Objective: Acute HIV infection often causes influenza-like illness (ILI) and is associated with high infectivity. We estimated the effectiveness and cost-effectiveness of strategies to identify and treat acute HIV infection in men who have sex with men (MSM) in the USA.
Design: Dynamic model of HIV transmission and progression.
Interventions: We evaluated three testing approaches: viral load testing for individuals with ILI, expanded screening with antibody testing, and expanded screening with antibody and viral load testing. We included treatment with antiretroviral therapy for individuals identified as acutely infected.
Main outcome measures: New HIV infections, discounted quality-adjusted life years (QALYs) and costs, and incremental cost-effectiveness ratios.
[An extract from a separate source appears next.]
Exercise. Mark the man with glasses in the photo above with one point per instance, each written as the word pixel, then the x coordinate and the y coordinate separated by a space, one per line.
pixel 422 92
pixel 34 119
Results: At the present rate of HIV-antibody testing, we estimated that 538 000 new infections will occur among MSM over the next 20 years. Expanding antibody screening coverage to 90% of MSM annually reduces new infections by 2.8% and costs US$ 12 582 per QALY gained. Symptom-based viral load testing with ILI is more expensive than expanded antibody screening, but is more effective and costs US$ 22 786 per QALY gained. Combining expanded antibody screening with symptom-based viral load testing prevents twice as many infections compared to expanded antibody screening alone, and costs US$ 29 923 per QALY gained. Adding viral load testing to all annual HIV tests costs more than US$ 100 000 per QALY gained.
Conclusion: Use of HIV viral load testing in MSM with ILI prevents more infections than does expanded annual antibody screening alone and is inexpensive relative to other screening interventions. Clinicians should consider symptom-based viral load testing in MSM, in addition to encouraging annual antibody screening.